Air-lift (or air-scoured) sidestream technologies, on the other hand, would appear to be more generally applicable since they operate at a similar energy demand as the immersed configurations and so are viable for municipal wastewater treatment, which remains the dominant market sector for MBRs. It is unclear how many A-L sMBR installations there are in the world but they are offered by a number of different technology suppliers and there may be as many as 100 or more.
So, the choice, as ever, comes down largely to cost. And there are, of course, different ways of costing. Low annual operational costs will result in reduced whole-life costs (since over the life of a plant it is the operational costs which generally make up the greater proportion of the total outlay) and for small plants 'low operational costs' generally equates to low manual intervention.
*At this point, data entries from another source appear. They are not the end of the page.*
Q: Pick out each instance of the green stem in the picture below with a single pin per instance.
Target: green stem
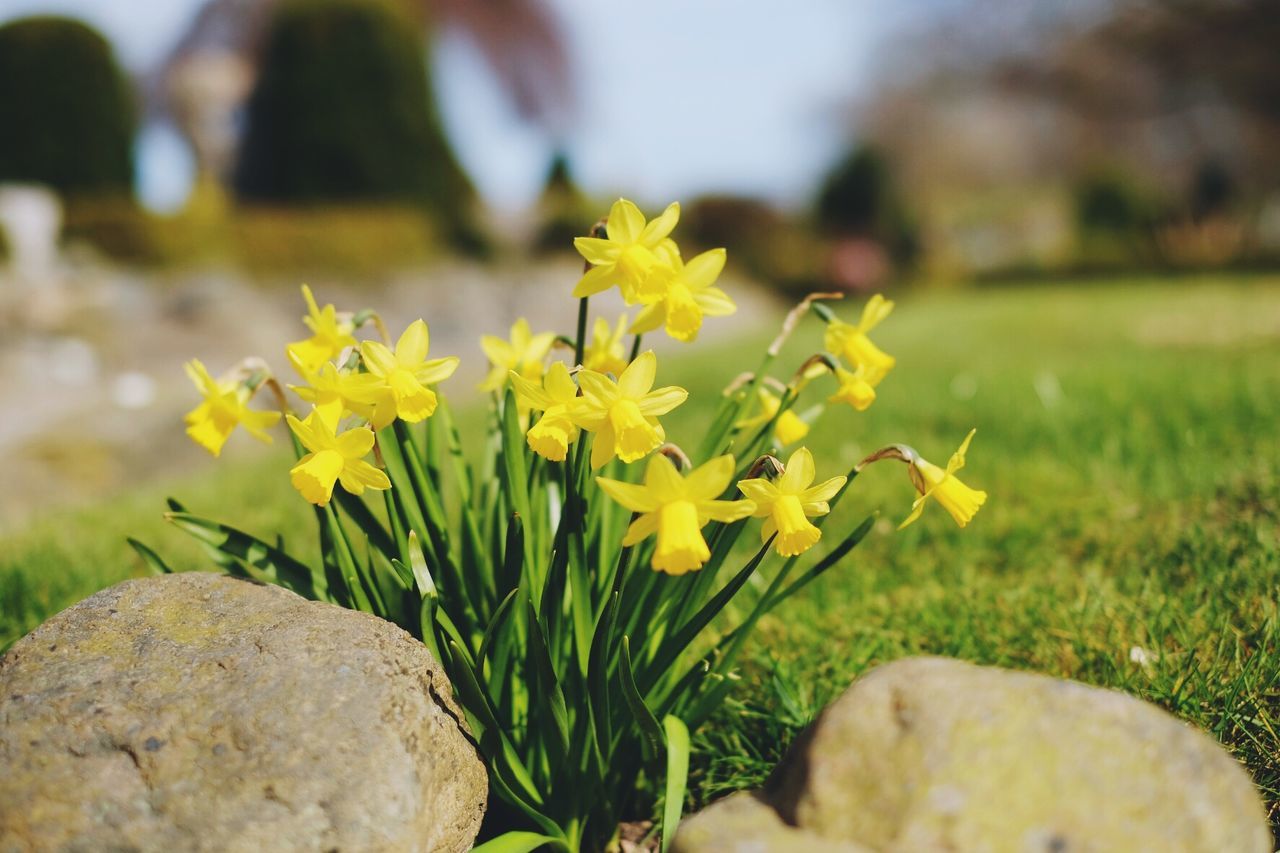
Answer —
(580, 343)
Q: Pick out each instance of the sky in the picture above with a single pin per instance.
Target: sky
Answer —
(676, 97)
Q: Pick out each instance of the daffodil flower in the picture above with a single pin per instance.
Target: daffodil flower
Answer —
(790, 502)
(407, 373)
(330, 336)
(624, 414)
(855, 387)
(851, 342)
(626, 255)
(524, 354)
(333, 459)
(336, 392)
(689, 295)
(606, 354)
(224, 407)
(676, 509)
(955, 497)
(554, 430)
(789, 428)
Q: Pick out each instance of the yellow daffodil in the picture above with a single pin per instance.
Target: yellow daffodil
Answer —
(525, 354)
(789, 428)
(554, 430)
(336, 392)
(689, 295)
(407, 373)
(330, 336)
(225, 406)
(624, 414)
(333, 459)
(626, 255)
(606, 354)
(851, 342)
(855, 387)
(955, 497)
(676, 509)
(790, 502)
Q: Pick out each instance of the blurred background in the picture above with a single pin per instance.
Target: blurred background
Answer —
(169, 173)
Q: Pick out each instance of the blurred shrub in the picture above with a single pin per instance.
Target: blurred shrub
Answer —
(859, 199)
(1212, 192)
(762, 242)
(1116, 217)
(329, 240)
(563, 210)
(65, 109)
(342, 113)
(115, 226)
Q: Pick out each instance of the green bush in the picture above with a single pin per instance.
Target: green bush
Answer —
(65, 108)
(859, 199)
(342, 113)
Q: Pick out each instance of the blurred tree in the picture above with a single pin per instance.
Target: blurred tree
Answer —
(563, 211)
(859, 199)
(343, 112)
(65, 108)
(1212, 190)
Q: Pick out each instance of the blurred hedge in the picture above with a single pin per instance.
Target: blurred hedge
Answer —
(65, 109)
(343, 113)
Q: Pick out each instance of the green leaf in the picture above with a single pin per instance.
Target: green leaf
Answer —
(677, 776)
(519, 843)
(548, 687)
(150, 557)
(675, 646)
(644, 717)
(270, 564)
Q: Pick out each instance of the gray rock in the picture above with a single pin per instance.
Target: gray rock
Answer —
(938, 755)
(201, 712)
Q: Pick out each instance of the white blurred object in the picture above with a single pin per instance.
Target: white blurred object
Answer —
(133, 389)
(72, 361)
(32, 219)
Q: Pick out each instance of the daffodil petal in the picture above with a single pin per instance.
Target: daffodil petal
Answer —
(594, 281)
(376, 357)
(638, 378)
(702, 270)
(725, 511)
(355, 443)
(649, 319)
(709, 479)
(663, 480)
(641, 528)
(435, 370)
(414, 343)
(661, 401)
(560, 386)
(760, 491)
(661, 227)
(625, 222)
(799, 474)
(824, 491)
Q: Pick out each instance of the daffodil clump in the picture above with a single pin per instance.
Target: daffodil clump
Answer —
(565, 565)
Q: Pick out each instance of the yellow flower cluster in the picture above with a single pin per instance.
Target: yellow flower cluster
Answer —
(357, 388)
(677, 507)
(640, 259)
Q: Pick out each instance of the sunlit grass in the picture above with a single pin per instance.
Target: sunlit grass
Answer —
(1129, 437)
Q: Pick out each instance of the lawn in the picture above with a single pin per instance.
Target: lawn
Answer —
(1129, 438)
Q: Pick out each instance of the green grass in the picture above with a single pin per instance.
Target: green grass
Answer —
(1129, 437)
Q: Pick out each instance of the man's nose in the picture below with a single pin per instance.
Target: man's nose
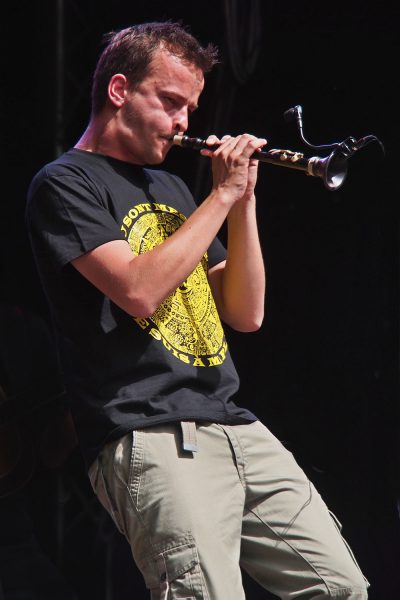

For a large municipal MBR the choice is likely to be an iHF. For a small, biorefractory industrial effluent stream on a site where there is just about enough space to swing a cat and little staffing then a ceramic sMBR may be considered viable. If capital cost is the be-all and end-all, then it's down to the price tag on the individual technologies and the respective positions taken by the client, consultant and supplier. And that's why we have creative accountancy, though it didn't work out so well in October 2008.